De este modo se cierra el capítulo de su vida donde lograba la impunidad, debiendo afrontar denuncias de sobornos millonarios, entre 30 y 60 millones de dólares que se han estado documentando; la acusación es sólida y difícilmente podrá eludirla quien fue llamado el cholo sano y sagrado, y que representó en algún momento la esperanza de los peruanos pobres los que en su situación podían aspirar a un futuro prometedor como lo logró él mismo, además asumió el retorno de los valores democráticos violados por Alberto Fujimori a quien combatió valientemente; a pesar de tener antecedentes ingratos como la negación de una hija debiendo hacerlo ante la amenaza de una prueba de ADN, su desaparición entre mujeres del hotel “Melody”, y su reconocida afición al licor, por la cual consumió fondos del erario nacional en abundancia; actitudes que lo definían como un héroe de barro, lo que quedaría confirmado. Mientras permanecía en Estados Unidos protagonizó algunos episodios callejeros en estado etílico, para decirlo en pocas palabras, traicionó al Perú.

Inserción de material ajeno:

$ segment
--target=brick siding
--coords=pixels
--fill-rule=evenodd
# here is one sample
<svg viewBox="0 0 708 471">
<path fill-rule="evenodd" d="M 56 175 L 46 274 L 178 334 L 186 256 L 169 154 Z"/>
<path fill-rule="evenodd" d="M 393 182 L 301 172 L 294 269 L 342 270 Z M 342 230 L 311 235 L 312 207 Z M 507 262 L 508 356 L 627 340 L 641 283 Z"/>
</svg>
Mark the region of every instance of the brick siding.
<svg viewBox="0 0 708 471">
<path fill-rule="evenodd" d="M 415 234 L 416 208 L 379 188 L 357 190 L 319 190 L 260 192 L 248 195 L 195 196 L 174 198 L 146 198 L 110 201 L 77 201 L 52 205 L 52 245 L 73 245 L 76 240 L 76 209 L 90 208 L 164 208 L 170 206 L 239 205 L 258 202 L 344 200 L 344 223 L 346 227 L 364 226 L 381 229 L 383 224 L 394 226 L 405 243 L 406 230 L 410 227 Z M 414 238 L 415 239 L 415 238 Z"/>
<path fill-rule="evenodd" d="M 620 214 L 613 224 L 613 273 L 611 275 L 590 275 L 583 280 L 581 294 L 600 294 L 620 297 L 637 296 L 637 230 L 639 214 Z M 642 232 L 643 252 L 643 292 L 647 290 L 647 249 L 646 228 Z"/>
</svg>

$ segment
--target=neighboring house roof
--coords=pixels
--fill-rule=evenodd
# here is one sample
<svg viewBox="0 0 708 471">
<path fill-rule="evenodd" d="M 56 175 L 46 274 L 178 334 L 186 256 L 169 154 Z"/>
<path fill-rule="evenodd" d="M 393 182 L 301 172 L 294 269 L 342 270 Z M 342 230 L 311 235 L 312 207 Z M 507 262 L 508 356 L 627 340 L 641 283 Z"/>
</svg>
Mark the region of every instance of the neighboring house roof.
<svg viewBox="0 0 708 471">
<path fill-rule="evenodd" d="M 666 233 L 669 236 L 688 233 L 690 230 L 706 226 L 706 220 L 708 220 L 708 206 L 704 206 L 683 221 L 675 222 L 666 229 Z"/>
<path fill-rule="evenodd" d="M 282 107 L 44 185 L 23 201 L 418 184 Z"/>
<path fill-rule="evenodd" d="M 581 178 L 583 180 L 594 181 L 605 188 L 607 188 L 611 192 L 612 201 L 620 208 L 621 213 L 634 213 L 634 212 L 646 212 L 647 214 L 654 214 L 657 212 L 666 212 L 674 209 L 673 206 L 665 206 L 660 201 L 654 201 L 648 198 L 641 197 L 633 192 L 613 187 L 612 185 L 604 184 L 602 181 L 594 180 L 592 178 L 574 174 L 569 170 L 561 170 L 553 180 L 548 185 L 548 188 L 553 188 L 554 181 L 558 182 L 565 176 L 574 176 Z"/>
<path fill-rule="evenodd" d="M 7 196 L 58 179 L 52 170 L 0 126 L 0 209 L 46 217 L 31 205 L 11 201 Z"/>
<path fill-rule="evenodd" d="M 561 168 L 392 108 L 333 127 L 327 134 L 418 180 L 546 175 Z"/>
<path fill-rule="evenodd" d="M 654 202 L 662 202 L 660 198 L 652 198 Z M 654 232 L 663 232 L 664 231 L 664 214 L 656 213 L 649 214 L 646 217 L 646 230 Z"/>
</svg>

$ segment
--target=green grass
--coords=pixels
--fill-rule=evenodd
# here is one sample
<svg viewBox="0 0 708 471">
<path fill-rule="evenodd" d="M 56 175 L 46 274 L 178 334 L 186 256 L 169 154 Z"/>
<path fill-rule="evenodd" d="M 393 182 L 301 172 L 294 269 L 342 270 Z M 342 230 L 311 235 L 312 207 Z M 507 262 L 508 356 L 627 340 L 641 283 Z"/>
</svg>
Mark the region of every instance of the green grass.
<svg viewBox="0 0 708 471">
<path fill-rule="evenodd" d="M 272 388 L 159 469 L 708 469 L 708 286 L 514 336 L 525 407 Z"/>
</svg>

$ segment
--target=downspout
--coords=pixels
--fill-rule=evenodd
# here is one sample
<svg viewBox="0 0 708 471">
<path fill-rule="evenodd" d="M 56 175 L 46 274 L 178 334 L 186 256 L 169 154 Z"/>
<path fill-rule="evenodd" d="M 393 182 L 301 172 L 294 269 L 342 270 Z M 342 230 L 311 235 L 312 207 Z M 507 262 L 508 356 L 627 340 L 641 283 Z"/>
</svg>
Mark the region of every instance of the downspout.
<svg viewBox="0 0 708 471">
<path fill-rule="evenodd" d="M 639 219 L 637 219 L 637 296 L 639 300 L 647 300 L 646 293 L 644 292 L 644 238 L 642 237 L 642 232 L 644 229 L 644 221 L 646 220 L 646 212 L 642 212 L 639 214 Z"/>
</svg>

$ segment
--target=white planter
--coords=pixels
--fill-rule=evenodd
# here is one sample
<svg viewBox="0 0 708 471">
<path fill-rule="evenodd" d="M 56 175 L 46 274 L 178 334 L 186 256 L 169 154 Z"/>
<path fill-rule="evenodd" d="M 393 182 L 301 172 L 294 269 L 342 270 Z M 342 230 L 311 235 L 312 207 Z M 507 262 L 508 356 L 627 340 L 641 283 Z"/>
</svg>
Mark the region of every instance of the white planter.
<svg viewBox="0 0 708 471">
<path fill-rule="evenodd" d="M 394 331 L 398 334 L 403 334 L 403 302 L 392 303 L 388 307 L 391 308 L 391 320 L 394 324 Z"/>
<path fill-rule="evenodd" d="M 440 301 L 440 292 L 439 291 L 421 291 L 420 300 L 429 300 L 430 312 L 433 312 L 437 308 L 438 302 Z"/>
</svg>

En cuanto al Juez Hixson, Toledo y su costoso equipo de defensa no han podido demostrar que no existe peligro de fuga, y para el magistrado que sin duda está convencido de la culpabilidad del reo, hay indicadores que podría evadir la justicia; cuanto se le detuvo se halló un millón de dólares en efectivo y otros 40,000 en una maleta, además ya había realizado un intento de fuga hacia Israel, país que no tiene convenio de extradición con Perú, las explicaciones que son dadas no merecen confiabilidad; en Estados Unidos las acciones de los jueces se hacen para ir concretando la garantía judicial y tratando de evitar que el proceso se frustre, los jueces no deciden el arresto de las personas para llenar las cárceles, en ese país aprecian el valor supremo de la libertad como emblema de la nación; si el juez ordenó su detención fue porque consideró que existen razones de peso, y que debe permanecer en la cárcel porque es necesario que haya una relación de dependencia con su despacho; aunque no ha dado luz verde para la extradición de Toledo, está allanado el camino.

Alejandro Toledo fue un mitómano y dipsómano que a pesar de su formación académica no mostró sus dotes de estadista.